Interpolated Coefficient Mixed Finite Elements for Semilinear Time Fractional Diffusion Equations
Round 1
Reviewer 1 Report
1. Follow the journal style.
2. Extend the introductory section.
3. I see too much abbreviations, it would be better to add a list of abbreviations.
4. Explain why the inequalities in Page 2 are important in the sequel work.
5. Cite a Ref for 2.7, Gabreial Lord textbook is welcome.
6. Support the presentation with 2D figures.
7. Reduce the number of Refs.
8. Proofread the text.
Minor editing of English language required.
Author Response
Please see the attached file.
Author Response File: 
Author Response.pdf
Reviewer 2 Report
· The bibliographic references cover the topic of the article but it is necessary to add some articles from the journal .

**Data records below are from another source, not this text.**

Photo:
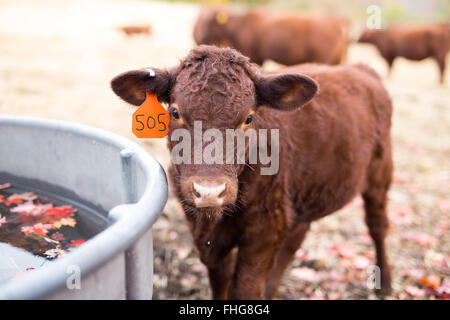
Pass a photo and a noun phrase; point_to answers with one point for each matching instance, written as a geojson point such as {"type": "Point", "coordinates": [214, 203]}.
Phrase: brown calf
{"type": "Point", "coordinates": [334, 144]}
{"type": "Point", "coordinates": [411, 42]}
{"type": "Point", "coordinates": [286, 38]}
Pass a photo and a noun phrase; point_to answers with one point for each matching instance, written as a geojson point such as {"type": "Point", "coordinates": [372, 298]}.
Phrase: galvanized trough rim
{"type": "Point", "coordinates": [130, 221]}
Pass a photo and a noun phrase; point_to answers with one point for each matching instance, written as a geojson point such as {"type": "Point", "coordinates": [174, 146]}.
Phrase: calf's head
{"type": "Point", "coordinates": [213, 90]}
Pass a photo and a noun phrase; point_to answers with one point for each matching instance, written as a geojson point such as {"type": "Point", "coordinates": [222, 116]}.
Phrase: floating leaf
{"type": "Point", "coordinates": [5, 186]}
{"type": "Point", "coordinates": [69, 222]}
{"type": "Point", "coordinates": [77, 243]}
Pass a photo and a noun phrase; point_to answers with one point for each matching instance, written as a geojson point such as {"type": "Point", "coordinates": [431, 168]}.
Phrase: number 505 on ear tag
{"type": "Point", "coordinates": [150, 120]}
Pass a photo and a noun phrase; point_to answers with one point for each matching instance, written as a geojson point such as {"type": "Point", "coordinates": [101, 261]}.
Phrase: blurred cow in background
{"type": "Point", "coordinates": [286, 38]}
{"type": "Point", "coordinates": [411, 42]}
{"type": "Point", "coordinates": [136, 29]}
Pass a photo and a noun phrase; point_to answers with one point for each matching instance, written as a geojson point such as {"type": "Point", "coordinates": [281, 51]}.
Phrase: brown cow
{"type": "Point", "coordinates": [334, 144]}
{"type": "Point", "coordinates": [136, 29]}
{"type": "Point", "coordinates": [411, 42]}
{"type": "Point", "coordinates": [287, 38]}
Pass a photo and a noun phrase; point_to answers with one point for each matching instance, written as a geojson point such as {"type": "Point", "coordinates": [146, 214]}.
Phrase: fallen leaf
{"type": "Point", "coordinates": [5, 185]}
{"type": "Point", "coordinates": [431, 281]}
{"type": "Point", "coordinates": [70, 222]}
{"type": "Point", "coordinates": [38, 229]}
{"type": "Point", "coordinates": [415, 291]}
{"type": "Point", "coordinates": [306, 274]}
{"type": "Point", "coordinates": [77, 243]}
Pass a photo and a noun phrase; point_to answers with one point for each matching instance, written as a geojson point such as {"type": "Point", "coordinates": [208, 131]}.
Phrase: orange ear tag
{"type": "Point", "coordinates": [150, 120]}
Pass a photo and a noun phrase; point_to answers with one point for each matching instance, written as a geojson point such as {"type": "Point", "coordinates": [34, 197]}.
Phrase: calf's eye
{"type": "Point", "coordinates": [175, 114]}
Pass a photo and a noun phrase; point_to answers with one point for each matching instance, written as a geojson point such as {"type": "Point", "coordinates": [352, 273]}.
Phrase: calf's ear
{"type": "Point", "coordinates": [285, 92]}
{"type": "Point", "coordinates": [131, 86]}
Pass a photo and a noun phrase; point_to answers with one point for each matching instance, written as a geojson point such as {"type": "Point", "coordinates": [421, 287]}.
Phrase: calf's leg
{"type": "Point", "coordinates": [441, 63]}
{"type": "Point", "coordinates": [375, 202]}
{"type": "Point", "coordinates": [284, 257]}
{"type": "Point", "coordinates": [255, 259]}
{"type": "Point", "coordinates": [220, 276]}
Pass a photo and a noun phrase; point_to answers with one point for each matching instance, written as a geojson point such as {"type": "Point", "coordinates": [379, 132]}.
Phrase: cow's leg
{"type": "Point", "coordinates": [255, 259]}
{"type": "Point", "coordinates": [390, 62]}
{"type": "Point", "coordinates": [375, 202]}
{"type": "Point", "coordinates": [441, 63]}
{"type": "Point", "coordinates": [284, 257]}
{"type": "Point", "coordinates": [220, 276]}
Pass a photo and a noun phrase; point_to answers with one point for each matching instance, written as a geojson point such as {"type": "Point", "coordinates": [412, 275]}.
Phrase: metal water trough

· The paper is well written from a mathematical point of view .
I asked the authors to specify a practical application of the presented method
Author Response
Please see the attached file.
Author Response File: Author Response.pdf
Reviewer 3 Report
1) Page 2, line 9. 'regularity requirements of the solution'.
I guess, I do not understand this sentence properly. Is it better to say 'regularity of the parameters' or 'regularity of the equation'? Or you mean that only regularity of the solution is important, no matter what are the coefficients?
2) Page 2, line -13. This question is related to we previous one. Do we require anything about f and u_0? I reckon, they must be at least functions of the correpsponding Sobolev spaces.
3) MAJOR REMARK I do not understand Condition (1.4). If we take k=0, we obtain that u_0=0. Of course, I understand that this situation can be obtained from the initial equation by a transformation of variables.
4) The line next to Eq. (1.1). I think, it is necessary to clarify what is mesh parameters.
5) Page 2, line -5. Evidently, \alpha in the sum is not the same \alpha as above. I request authors to use another letter.
6) Page 2, line-3. What is C?
7) Page 3, line 6. The function v is of a Sobolev space, so its divergence is a distribution. Do we assume that this distribution is in fact a function of L^2?
8) Next line. Probably, there is a misprint in the integral. Do we integrate over the Lebesgue measure?
9) Equations (2.1) - (2.3). We find a pair of p and u. Does it mean that we find u and define p as above? What about the uniqueness of the solution? Or we take any solution of the problem? Similar questions are applicable to Eq. (2.4)-(2.6), (2.9)-(2.9) etc.
10) Page 5, last line of Section 2. '... the integration ... is reduced greately...'.
This is true but needs to be clarified.
11) Lemma 3.1. Please clarify what is L1 scheme.
12) Lemma 3.2 'satisfies' --> 'satisfy'.
13) Eq. (3.11) The projection operator P_h has already been defined above. Is this the same operator?
Author Response
Please see the attached file.
Author Response File: Author Response.pdf
Round 2
Reviewer 3 Report
I am satisfied with the corrections made.